The pinned_object_block is CPU-local, usually no locking is required. Only when the block is full do we have to get a new block from the block allocator, and that requires a lock, but it's a rare case.
extern bdescr * pinned_object_block;
bdescr *pinned_object_block;
StgPtr
allocatePinned( lnat n )
{
StgPtr p;
bdescr *bd = pinned_object_block;
// If the request is for a large object, then allocate()
// will give us a pinned object anyway.
if (n >= LARGE_OBJECT_THRESHOLD/sizeof(W_)) {
p = allocate(n);
Bdescr(p)->flags |= BF_PINNED;
return p;
}
ACQUIRE_SM_LOCK; // [RTVD: here we acquire the lock]
TICK_ALLOC_HEAP_NOCTR(n);
CCS_ALLOC(CCCS,n);
// If we don't have a block of pinned objects yet, or the current
// one isn't large enough to hold the new object, allocate a new one.

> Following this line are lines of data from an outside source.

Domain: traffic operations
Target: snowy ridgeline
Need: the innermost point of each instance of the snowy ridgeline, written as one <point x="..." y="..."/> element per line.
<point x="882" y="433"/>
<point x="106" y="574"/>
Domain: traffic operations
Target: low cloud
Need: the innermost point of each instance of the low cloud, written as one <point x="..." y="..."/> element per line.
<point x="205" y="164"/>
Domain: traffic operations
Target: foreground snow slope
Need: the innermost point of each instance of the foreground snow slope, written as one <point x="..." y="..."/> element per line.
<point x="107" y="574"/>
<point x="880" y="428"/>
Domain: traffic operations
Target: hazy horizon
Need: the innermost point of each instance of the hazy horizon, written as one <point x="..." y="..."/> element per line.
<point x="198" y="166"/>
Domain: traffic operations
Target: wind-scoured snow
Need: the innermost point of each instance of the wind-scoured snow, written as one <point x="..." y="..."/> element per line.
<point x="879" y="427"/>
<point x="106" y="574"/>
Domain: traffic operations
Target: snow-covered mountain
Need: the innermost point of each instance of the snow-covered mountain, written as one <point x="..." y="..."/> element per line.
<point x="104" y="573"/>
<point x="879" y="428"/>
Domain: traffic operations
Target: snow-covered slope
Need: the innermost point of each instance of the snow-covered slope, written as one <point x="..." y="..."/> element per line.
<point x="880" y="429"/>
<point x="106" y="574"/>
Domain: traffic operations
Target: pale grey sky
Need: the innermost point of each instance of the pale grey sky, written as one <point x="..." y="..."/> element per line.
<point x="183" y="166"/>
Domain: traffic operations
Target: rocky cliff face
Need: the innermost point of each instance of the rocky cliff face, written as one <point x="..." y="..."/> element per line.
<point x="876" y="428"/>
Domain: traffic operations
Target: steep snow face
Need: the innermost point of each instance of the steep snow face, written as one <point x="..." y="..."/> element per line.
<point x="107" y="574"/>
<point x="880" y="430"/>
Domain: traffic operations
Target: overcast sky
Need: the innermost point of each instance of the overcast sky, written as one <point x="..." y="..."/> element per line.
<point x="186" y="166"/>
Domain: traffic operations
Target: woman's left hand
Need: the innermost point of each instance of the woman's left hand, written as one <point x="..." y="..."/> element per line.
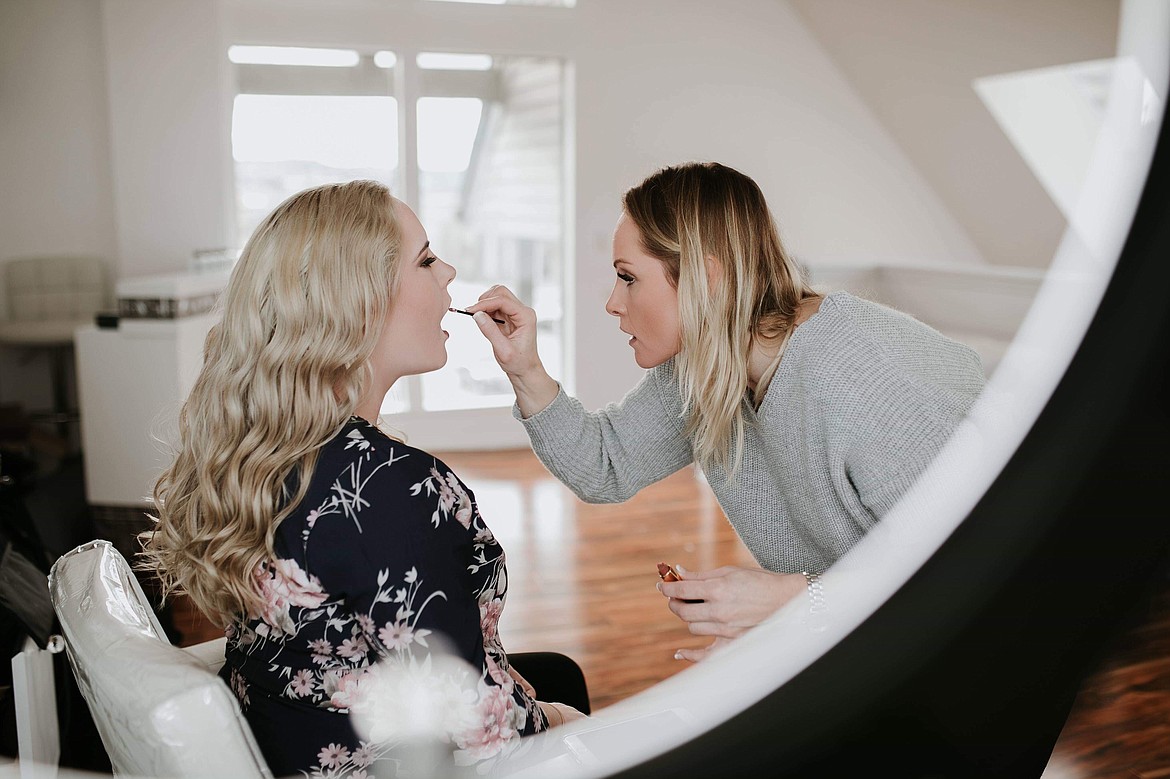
<point x="734" y="599"/>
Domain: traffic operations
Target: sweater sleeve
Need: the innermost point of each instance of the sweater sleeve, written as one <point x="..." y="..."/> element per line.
<point x="907" y="419"/>
<point x="608" y="455"/>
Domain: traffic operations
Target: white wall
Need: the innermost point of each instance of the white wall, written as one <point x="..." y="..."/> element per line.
<point x="55" y="185"/>
<point x="660" y="82"/>
<point x="913" y="62"/>
<point x="656" y="82"/>
<point x="170" y="131"/>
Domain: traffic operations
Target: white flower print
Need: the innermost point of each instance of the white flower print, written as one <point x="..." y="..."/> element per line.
<point x="344" y="691"/>
<point x="490" y="609"/>
<point x="240" y="687"/>
<point x="363" y="756"/>
<point x="452" y="497"/>
<point x="357" y="440"/>
<point x="396" y="635"/>
<point x="302" y="683"/>
<point x="319" y="642"/>
<point x="332" y="756"/>
<point x="353" y="648"/>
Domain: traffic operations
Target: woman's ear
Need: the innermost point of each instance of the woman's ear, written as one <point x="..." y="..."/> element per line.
<point x="714" y="273"/>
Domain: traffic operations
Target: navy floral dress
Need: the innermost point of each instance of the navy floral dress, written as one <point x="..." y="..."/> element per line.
<point x="379" y="621"/>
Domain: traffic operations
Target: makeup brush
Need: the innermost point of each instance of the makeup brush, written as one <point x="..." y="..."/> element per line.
<point x="472" y="315"/>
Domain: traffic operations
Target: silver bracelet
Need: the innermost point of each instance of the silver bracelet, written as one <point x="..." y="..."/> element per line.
<point x="817" y="605"/>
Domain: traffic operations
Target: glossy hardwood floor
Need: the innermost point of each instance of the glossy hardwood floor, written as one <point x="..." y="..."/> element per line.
<point x="582" y="583"/>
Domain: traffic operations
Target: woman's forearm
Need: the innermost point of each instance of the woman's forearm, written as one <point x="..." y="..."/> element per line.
<point x="535" y="390"/>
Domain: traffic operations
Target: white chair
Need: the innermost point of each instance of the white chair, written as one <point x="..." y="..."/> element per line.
<point x="38" y="737"/>
<point x="160" y="710"/>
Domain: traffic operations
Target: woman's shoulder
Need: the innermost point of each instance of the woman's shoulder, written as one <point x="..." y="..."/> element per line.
<point x="858" y="340"/>
<point x="364" y="450"/>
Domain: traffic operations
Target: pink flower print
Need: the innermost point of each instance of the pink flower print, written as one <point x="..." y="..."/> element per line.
<point x="396" y="635"/>
<point x="363" y="756"/>
<point x="499" y="675"/>
<point x="495" y="726"/>
<point x="322" y="650"/>
<point x="282" y="584"/>
<point x="345" y="695"/>
<point x="489" y="617"/>
<point x="302" y="683"/>
<point x="332" y="756"/>
<point x="353" y="648"/>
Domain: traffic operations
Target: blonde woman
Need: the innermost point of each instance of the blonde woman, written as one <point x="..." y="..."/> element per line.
<point x="322" y="544"/>
<point x="809" y="414"/>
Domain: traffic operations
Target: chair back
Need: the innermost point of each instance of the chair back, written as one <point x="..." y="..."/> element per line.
<point x="159" y="710"/>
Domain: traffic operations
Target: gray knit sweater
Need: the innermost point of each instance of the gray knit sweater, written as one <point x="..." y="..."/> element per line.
<point x="861" y="401"/>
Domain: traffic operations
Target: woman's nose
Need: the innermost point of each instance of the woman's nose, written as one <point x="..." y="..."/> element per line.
<point x="612" y="305"/>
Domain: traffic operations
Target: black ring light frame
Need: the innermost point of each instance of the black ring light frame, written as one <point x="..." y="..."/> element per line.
<point x="1024" y="597"/>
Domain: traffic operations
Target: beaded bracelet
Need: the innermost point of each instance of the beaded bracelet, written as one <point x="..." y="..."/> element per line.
<point x="817" y="605"/>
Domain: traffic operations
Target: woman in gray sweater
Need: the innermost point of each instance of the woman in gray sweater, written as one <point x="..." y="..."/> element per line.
<point x="809" y="414"/>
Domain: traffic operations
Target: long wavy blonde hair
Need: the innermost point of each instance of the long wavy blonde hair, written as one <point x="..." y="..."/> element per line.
<point x="686" y="214"/>
<point x="282" y="373"/>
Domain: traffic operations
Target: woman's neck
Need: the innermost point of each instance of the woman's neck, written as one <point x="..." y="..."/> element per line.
<point x="764" y="351"/>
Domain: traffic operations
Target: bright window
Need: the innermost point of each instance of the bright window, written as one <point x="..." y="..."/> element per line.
<point x="486" y="179"/>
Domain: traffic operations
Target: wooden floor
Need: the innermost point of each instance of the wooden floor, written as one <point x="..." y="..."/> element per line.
<point x="582" y="581"/>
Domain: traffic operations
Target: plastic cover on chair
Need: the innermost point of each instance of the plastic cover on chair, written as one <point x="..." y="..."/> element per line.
<point x="160" y="711"/>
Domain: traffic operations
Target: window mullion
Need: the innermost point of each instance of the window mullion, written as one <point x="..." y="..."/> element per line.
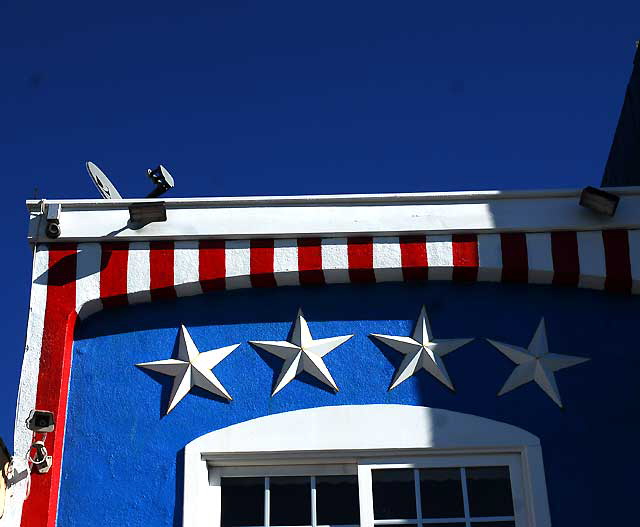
<point x="465" y="497"/>
<point x="267" y="502"/>
<point x="416" y="482"/>
<point x="314" y="512"/>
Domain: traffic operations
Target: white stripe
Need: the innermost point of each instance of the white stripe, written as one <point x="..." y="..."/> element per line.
<point x="440" y="257"/>
<point x="387" y="259"/>
<point x="88" y="279"/>
<point x="138" y="273"/>
<point x="237" y="256"/>
<point x="539" y="256"/>
<point x="33" y="347"/>
<point x="335" y="260"/>
<point x="186" y="268"/>
<point x="634" y="256"/>
<point x="591" y="257"/>
<point x="489" y="258"/>
<point x="285" y="262"/>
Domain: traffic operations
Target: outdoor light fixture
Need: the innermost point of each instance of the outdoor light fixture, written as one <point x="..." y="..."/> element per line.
<point x="162" y="180"/>
<point x="53" y="220"/>
<point x="599" y="201"/>
<point x="141" y="214"/>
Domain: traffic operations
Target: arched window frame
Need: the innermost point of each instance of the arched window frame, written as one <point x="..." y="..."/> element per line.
<point x="362" y="438"/>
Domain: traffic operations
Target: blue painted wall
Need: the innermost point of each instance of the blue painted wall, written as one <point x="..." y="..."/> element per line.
<point x="122" y="463"/>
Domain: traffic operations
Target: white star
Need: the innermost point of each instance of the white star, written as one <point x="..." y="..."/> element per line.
<point x="191" y="368"/>
<point x="302" y="354"/>
<point x="536" y="364"/>
<point x="421" y="351"/>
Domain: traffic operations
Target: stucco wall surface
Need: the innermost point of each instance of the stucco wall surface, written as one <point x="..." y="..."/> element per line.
<point x="122" y="455"/>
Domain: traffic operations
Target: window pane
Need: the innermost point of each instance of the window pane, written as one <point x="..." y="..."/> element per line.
<point x="242" y="501"/>
<point x="290" y="500"/>
<point x="489" y="491"/>
<point x="441" y="493"/>
<point x="393" y="494"/>
<point x="337" y="501"/>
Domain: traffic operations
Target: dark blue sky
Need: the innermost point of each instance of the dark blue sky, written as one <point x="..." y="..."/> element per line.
<point x="250" y="98"/>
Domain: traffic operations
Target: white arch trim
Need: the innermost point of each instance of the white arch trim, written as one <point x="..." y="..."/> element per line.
<point x="358" y="432"/>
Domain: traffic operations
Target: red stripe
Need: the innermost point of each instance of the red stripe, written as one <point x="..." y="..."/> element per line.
<point x="413" y="255"/>
<point x="310" y="261"/>
<point x="161" y="269"/>
<point x="53" y="379"/>
<point x="515" y="265"/>
<point x="566" y="263"/>
<point x="212" y="265"/>
<point x="465" y="257"/>
<point x="113" y="274"/>
<point x="261" y="263"/>
<point x="617" y="260"/>
<point x="360" y="253"/>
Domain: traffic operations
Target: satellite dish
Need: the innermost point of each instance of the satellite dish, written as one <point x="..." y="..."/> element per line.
<point x="105" y="187"/>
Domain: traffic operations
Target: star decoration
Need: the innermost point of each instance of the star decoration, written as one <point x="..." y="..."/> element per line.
<point x="421" y="351"/>
<point x="191" y="368"/>
<point x="302" y="353"/>
<point x="536" y="364"/>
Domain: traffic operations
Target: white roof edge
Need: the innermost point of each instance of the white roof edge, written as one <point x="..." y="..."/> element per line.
<point x="409" y="197"/>
<point x="336" y="216"/>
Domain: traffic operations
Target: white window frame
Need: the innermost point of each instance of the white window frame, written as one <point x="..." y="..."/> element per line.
<point x="359" y="439"/>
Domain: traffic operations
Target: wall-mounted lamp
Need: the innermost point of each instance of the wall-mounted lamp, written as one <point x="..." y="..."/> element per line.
<point x="53" y="220"/>
<point x="599" y="201"/>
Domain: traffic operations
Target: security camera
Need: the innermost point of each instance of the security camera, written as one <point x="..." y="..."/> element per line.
<point x="40" y="421"/>
<point x="53" y="220"/>
<point x="161" y="179"/>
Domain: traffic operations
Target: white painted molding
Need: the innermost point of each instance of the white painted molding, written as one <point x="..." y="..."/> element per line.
<point x="353" y="433"/>
<point x="347" y="215"/>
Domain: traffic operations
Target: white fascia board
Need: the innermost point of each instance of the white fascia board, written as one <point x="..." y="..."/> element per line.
<point x="341" y="215"/>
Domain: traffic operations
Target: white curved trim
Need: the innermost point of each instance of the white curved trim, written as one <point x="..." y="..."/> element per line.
<point x="362" y="428"/>
<point x="358" y="433"/>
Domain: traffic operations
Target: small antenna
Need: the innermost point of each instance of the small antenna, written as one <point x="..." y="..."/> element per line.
<point x="104" y="186"/>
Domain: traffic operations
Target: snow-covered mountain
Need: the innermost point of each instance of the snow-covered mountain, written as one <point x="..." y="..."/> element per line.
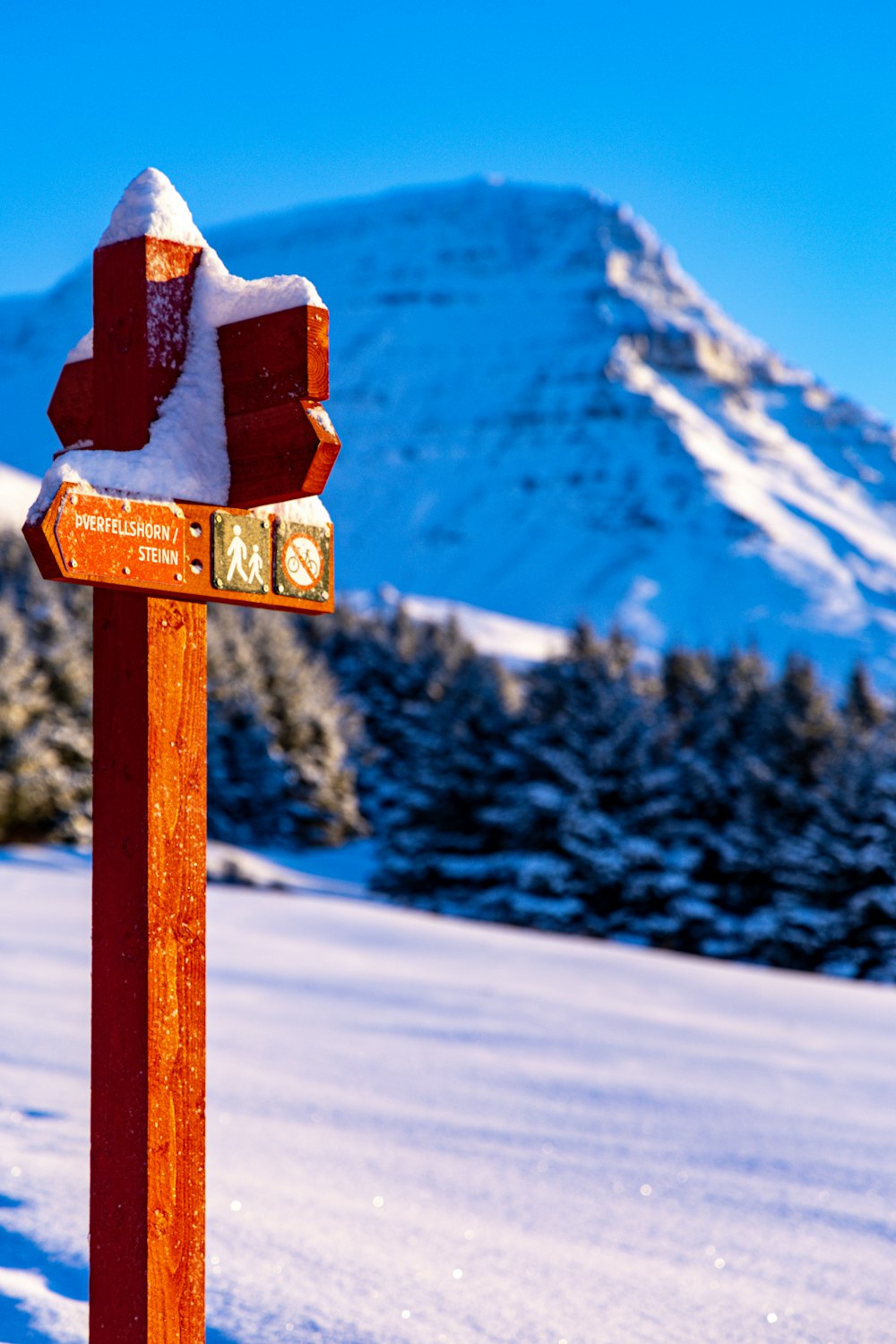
<point x="544" y="416"/>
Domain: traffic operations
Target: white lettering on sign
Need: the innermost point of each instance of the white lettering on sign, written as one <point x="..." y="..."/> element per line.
<point x="126" y="540"/>
<point x="126" y="527"/>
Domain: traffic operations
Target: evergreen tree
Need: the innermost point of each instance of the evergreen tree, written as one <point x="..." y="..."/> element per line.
<point x="277" y="768"/>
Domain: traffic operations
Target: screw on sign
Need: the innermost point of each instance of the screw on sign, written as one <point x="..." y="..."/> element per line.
<point x="167" y="496"/>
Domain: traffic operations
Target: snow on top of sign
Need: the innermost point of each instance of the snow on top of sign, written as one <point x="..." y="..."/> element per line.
<point x="309" y="510"/>
<point x="185" y="456"/>
<point x="152" y="206"/>
<point x="83" y="349"/>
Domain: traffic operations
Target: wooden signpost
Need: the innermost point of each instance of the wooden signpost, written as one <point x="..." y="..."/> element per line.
<point x="155" y="564"/>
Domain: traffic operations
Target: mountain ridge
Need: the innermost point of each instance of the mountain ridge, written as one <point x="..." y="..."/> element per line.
<point x="544" y="414"/>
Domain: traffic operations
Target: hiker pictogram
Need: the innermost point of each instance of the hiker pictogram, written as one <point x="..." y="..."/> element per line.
<point x="237" y="553"/>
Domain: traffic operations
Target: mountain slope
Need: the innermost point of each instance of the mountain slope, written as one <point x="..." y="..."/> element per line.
<point x="544" y="416"/>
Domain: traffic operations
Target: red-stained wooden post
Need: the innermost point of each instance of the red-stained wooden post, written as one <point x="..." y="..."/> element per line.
<point x="148" y="1045"/>
<point x="155" y="564"/>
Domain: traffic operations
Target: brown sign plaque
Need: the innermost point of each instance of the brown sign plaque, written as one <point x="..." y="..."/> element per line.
<point x="179" y="548"/>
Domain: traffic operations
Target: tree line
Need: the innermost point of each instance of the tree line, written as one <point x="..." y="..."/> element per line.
<point x="707" y="806"/>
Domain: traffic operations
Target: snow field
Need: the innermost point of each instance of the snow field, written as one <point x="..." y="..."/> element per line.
<point x="433" y="1131"/>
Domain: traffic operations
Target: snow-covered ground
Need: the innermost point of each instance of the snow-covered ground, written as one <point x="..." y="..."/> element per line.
<point x="433" y="1131"/>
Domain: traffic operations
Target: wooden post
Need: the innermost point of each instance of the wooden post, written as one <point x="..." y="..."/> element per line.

if (bd == NULL || (bd->free + n) > (bd->start + BLOCK_SIZE_W)) {
pinned_object_block = bd = allocBlock();
dbl_link_onto(bd, &g0s0->large_objects);
g0s0->n_large_blocks++;
bd->gen_no = 0;
bd->step = g0s0;
bd->flags = BF_PINNED | BF_LARGE;
bd->free = bd->start;
alloc_blocks++;
}
p = bd->free;
bd->free += n;
RELEASE_SM_LOCK; // [RTVD: here we release the lock]
return p;
}
Of course, TICK_ALLOC_HEAP_NOCTR and CCS_ALLOC may require synchronization if they use shared state (which is, again, probably unnecessary). However, in case no profiling goes on and "pinned_object_block" is TSO-local, isn't it possible to remove locking completely from this code? The only case when locking will be necessary is when a fresh block has to be allocated, and that can be done within the "allocBlock" method (or, more precisely, by using "allocBlock_lock".
ACQUIRE_SM_LOCK/RELEASE_SM_LOCK pair is present in other places too, but I have not analysed yet if it is really necessary there. For example, things like newCAF and newDynCAF are wrapped into it.
With kind regards,
Denys Rtveliashvili